Bipartite Mode Matching for Vision Training Set Search from a Hierarchical Data Server

We explore a situation in which the target domain is accessible, but real-time data annotation is not feasible. Instead, we would like to construct an alternative training set from a large-scale data server so that a competitive model can be obtained. For this problem, because the target domain usually exhibits distinct modes (i.e., semantic clusters representing data distribution), if the training set does not contain these target modes, the model performance would be compromised. While prior existing works improve algorithms iteratively, our research explores the often-overlooked potential of optimizing the structure of the data server. Inspired by the hierarchical nature of web search engines, we introduce a hierarchical data server, together with a bipartite mode matching algorithm (BMM) to align source and target modes. For each target mode, we look in the server data tree for the best mode match, which might be large or small in size. Through bipartite matching, we aim for all target modes to be optimally matched with source modes in a one-on-one fashion. Compared with existing training set search algorithms, we show that the matched server modes constitute training sets that have consistently smaller domain gaps with the target domain across object re-identification (re-ID) and detection tasks. Consequently, models trained on our searched training sets have higher accuracy than those trained otherwise. BMM allows data-centric unsupervised domain adaptation (UDA) orthogonal to existing model-centric UDA methods. By combining the BMM with existing UDA methods like pseudo-labeling, further improvement is observed.

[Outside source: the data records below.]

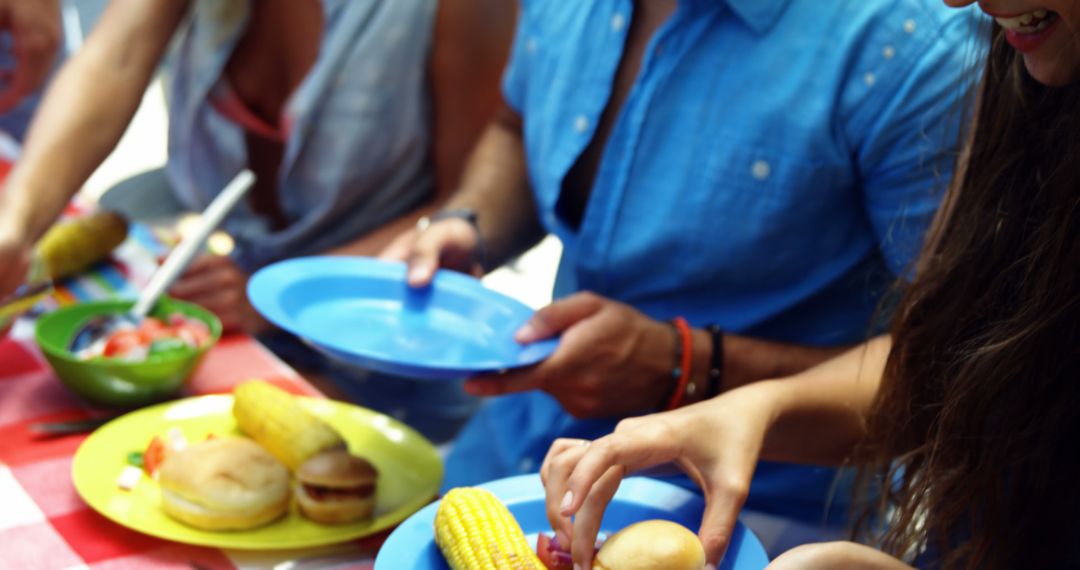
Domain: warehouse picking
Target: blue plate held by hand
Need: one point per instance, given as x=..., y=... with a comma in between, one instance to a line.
x=362, y=311
x=412, y=545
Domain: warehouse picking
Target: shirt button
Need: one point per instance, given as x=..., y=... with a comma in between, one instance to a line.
x=618, y=22
x=760, y=170
x=581, y=123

翻译：我们探讨这样一种场景：目标域可访问，但实时数据标注不可行。因此，我们希望从大规模数据服务器中构建替代训练集，以获得具有竞争力的模型。针对该问题，由于目标域通常呈现不同的模态（即表示数据分布的语义簇），若训练集未包含这些目标模态，模型性能将受到影响。现有研究多通过迭代改进算法来应对，而本文则探索了优化数据服务器结构这一常被忽视的潜力。受网络搜索引擎层次化架构的启发，我们引入层次化数据服务器，并提出二分模态匹配算法（BMM）以实现源域与目标域的模态对齐。针对每个目标模态，我们在服务器数据树中寻找最佳模态匹配，其数据规模可大可小。通过二分匹配，我们力求所有目标模态都能以一对一方式与源模态实现最优匹配。相比现有训练集搜索算法，我们证明在目标重识别（re-ID）与检测任务中，经匹配的服务器模态所构建的训练集始终具有更小的领域差异。因此，基于我们搜索所得训练集训练的模型具有更高的准确率。BMM实现了以数据为中心的无监督域自适应（UDA），与现有以模型为中心的UDA方法形成正交互补。将BMM与伪标注等现有UDA方法结合后，可观察到进一步的性能提升。